Edgar continued like he was uninterrupted. "-the back of the television. It'll be an easy fix."
"You're not a fucking electrician!" Alan shouted as Edgar came back in with his tool kid. "For the love of Christ, Edgar."
"Shut up," Edgar said gruffly, getting behind the television and unscrewing the back.
"J-unplug it first," Alan sighed, yanking the plug out of the wall. "Don't want the house blowing up."
"Right," Edgar said like he knew that all along. "Thanks."
"Mhm," Alan said, standing back as Edgar successfully, and with a triumphant smile at Alan, pulled off the back of the television. Alan stuck his hands in his pockets and watched his brother. "What exactly are you going to do?"
"I'm…going to find the wire that is connected to the screen," Edgar bullshitted as he stared at whatever the hell composed the inside of the television. "I, um…"
"Edgar, stop, stop," Alan muttered, rolling his eyes. "You don't know what your doing. I doubt it's the television, if there even is-"
Thank God, he didn't have to fuck with the back of the television. "You're right," Edgar agreed with a nod, standing up. "I bet it was a shitty power connection. I'll go to the basement and mess with the power for a second, you know…turn the power off and turn it back on."
"Edgar, you can't reset power, that makes no sense," Alan muttered as Edgar pushed by him and went to the basement. "Edgar, you don't know what the fuck you're doing-"

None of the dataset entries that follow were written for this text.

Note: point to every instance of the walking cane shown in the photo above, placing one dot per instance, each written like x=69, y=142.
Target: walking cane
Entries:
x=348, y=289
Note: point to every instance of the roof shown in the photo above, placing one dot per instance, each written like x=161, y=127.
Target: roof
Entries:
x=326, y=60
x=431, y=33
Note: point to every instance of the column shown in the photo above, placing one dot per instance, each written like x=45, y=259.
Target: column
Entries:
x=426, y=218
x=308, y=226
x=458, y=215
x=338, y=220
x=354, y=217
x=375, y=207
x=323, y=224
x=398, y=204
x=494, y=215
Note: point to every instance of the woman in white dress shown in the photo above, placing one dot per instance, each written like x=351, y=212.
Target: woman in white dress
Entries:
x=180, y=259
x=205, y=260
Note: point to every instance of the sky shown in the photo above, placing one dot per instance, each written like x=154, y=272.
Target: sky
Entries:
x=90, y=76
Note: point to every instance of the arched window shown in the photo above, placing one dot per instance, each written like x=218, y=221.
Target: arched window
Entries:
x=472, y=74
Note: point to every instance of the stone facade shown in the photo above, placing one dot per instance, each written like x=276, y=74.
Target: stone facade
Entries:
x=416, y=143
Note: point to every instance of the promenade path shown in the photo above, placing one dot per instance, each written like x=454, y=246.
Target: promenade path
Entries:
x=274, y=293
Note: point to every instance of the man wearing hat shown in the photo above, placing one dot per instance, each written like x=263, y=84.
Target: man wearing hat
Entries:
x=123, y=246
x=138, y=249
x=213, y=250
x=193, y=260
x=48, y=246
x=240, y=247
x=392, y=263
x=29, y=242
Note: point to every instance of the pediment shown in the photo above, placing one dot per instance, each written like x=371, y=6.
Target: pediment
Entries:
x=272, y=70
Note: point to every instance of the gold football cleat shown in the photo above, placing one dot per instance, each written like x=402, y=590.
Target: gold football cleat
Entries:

But it was too late. And Edgar was downstairs. "Stupid…" Alan muttered, putting the back of the television in place again. He turned the knobs on the side of the television back to neutral and settled into the couch again. There was no way Edgar could rewire the circuits fast enough-
The whole room went black around him.
"EDGAR!"
Edgar may have mumbled something, but he was too paralyzed with fear as he stood in the basement with no idea of how to fix it.
He would have felt safer with the undead then he did with Alan at that moment.